RIL to Stream Gas to Bawana Power Plant
Filed Under: Business | Posted: 07/06/2012 at 4:18AM
Comments | Region: India
Mukesh Ambani-led Reliance Industries Limited (RIL), one of India’s leading private oil and gas producing companies, has agreed to supply gas to Delhi government’s new gas-based Bawana power plant, located to the North West of the NCR.
Although the power plant has been up and running for many months now, the 1500 MW capacity plant has been reeling under low levels of power production due to the lack of sufficient fuel to run the three turbines at the plant. At present only one of the three turbines has been producing power for supply around the capital. Being a significant contributor of power to Delhi and NCR region, the erratic production has resulted in inconsistent supply of power, causing the populace of national capital to struggle with widespread power cuts and high power costs.

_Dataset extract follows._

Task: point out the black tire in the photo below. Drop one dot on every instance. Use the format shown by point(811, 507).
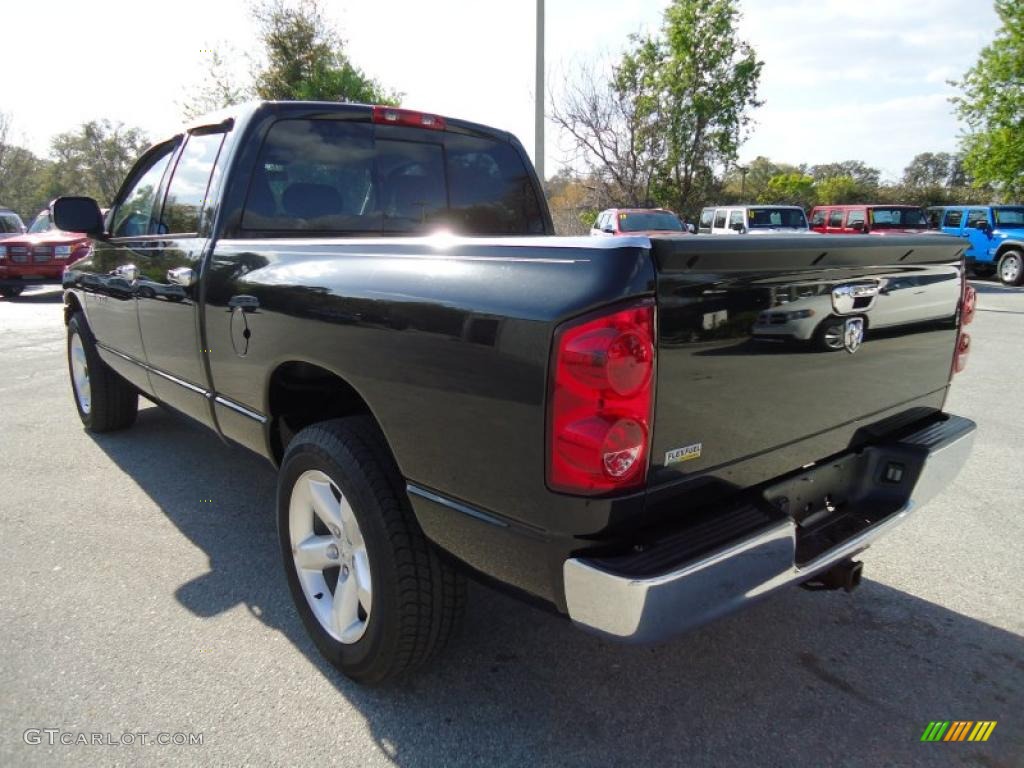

With rise in Delhi’s demand for power, up from 5028 MW last year to hit a record high of 5300 MW this year, power plants including the one in Bawana have been pressured to mend their ways and run in overdrive. While at present the city gets 2400 MW from central quota, with nearly 1,000 MW being produced by Delhi’s own electricity generating stations, the figures are expected to double in the next 5 years, with total demand for power in the capital and surrounding regions likely to hit 8700 MW by 2017.
Bawana power plant requires 2.8 mmscmd(million metric standard cubic metres per day) to generate 750 MW of power, but it is currently receiving no more than 1.564 mmscmd which is just enough to produce 300 MW of power. Delhi government had allocated 0.93 mmscmd gas from Reliance’s KG-D6 fields located off the cost of Andhra Pradesh for Bawana power plant between 2009-10 and 2010-11. However, after failing to sign the gas agreement this year on time, RIL could not supply the gas to the plant any further. This had greatly impacted the gas-fed power plant which had to resort to importing re-gasified LNG from the market at nearly $15 per million British Thermal Units (BTU) as compared to the PSC-directed gas from RIL’s KG-D6 fields, which cost about $4.21 per BTU, in order to test the plant’s two non-functioning turbines of 250 MW capacity. But since the cost of producing each unit of power was turning out to be too high, the government had to revisit its previous benefactor to help the cause.
With RIL now agreeing to step in, the power plant plan is expected to encounter a significant rise in producing each unit of power, which is, by implication, anticipated to cut the power procuring costs for the people from around Rs./-6 per unit to Rs. 4.5/- each.